We need to address the root of the problem – the capitalist
system itself and vicious competition for profits – and how the problems
capitalism creates can only be solved when we abolish the capitalist system
itself. While it is important that workers oppose war, we need to recognise in
whose interests wars are waged. It's hard to think of a single war that did not
have its roots in the need of small elite to make profits. All wars, even
small-scale conflicts tend to be fought over resources, outside markets and
areas of influence, trade routes or the strategic points.
To end war – and the need to demonstrate against it –
capitalism has to be ended. It needs to be replaced by a global system where
the resources of the Earth are common to everyone. Competition and conflict
between elites over resources must give way to cooperation for the benefit of
all the world's inhabitants.
If you lend your support to a political party or
organisation that fails to oppose the real nature of capitalist society, how
our world is organised for production and how power is distributed, then you
are, in effect, supporting a system that breeds wars.

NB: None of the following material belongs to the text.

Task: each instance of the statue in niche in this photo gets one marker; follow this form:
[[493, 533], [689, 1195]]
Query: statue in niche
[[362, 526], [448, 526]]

What is needed is to go
beyond a moral outcry and to attack the system which creates war. Good
intentions will not solve the problem of war but there is a revolutionary
alternative: destroy capitalism.
Do you want to protest endlessly against each new war as it
arises? Or work for a new world of common ownership, democratic control, peace
and human welfare? If you are opposed to war, either oppose capitalism in all
its forms or settle down to a life of protests...
1 comment:
It is clear that you have not bothered to make even the most rudimentary inquiry into the political principles of the blog or the Socialist Party.
Firstly we take Marx's understanding that there is no difference between socialism and communism. Our own understanding of those states you mention is that they are state-capitalist, none being socialist or even on the path towards socialism. You also appear to choose not to include fascism as a form of capitalism. So if you wish to continue this exchange it would require you to define what you mean by capitalism.
But if you insist upon arguing figures then you seem to have a strange way of adding up culpability of deaths. Why not include all those who die in famines because or from avoidable diseases because they cannot purchase food or health care or early deaths resulting from pollution.